A adolescência é, segundo dizem, o período menos ajuizado
do ser humano. No entanto, é com os erros que se aprende e é isso que este
período tem de bom, para além das memórias que nos deixa.
Contudo, a adolescência é sempre diferente de pessoa para
pessoa, portanto, se eu comparar a minha adolescência com a da minha mãe, irei
encontrar muitas diferenças.
Uma vez que a minha mãe nasceu em 1964, a sua juventude
começou por volta do ano de 1977, finais da década de setenta.

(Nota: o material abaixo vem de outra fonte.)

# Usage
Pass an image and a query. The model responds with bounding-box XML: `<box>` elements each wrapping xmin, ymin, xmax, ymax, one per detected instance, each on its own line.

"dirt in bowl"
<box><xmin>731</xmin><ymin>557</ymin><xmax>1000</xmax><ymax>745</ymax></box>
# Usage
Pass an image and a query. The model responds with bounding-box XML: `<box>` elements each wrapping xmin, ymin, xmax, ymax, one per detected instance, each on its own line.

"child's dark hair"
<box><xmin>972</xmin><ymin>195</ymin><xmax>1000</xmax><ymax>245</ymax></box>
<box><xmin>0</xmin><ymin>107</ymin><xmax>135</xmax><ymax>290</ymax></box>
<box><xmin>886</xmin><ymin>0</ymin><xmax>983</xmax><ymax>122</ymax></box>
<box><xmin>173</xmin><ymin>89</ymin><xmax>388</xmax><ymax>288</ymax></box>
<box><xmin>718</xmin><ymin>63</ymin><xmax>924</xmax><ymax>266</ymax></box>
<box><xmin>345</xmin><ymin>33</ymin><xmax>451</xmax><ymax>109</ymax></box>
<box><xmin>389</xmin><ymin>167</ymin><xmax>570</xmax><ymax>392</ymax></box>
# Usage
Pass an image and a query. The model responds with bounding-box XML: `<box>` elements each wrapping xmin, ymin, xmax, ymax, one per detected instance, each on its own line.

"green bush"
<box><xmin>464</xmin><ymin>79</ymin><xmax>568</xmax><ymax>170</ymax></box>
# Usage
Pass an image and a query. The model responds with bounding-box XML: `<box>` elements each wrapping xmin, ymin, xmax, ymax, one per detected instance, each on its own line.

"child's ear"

Naquele tempo, a minha mãe era obrigada a ir à missa
todos os domingos, ia sempre muito aperaltada, apesar de não dar importância à
roupa que usava. Para além disso, como vivia numa casa muito grande e tinha uma
família muito grande, tinha sempre tarefas para fazer, limpar o pó, lavar a
louça e outros trabalhos domésticos e, por esta razão, a sua mãe, que era
analfabeta e não tinha noção da importância do estudo, só a deixava estudar
depois de concluir todas as tarefas. Efetivamente, naquela altura, os
professores eram mais distantes e muito exigentes, porém, os alunos tinham
sempre tempo para estudar e fazer os trabalhos que lhes eram propostos na
escola, apesar de não terem tanta facilidade no estudo como atualmente.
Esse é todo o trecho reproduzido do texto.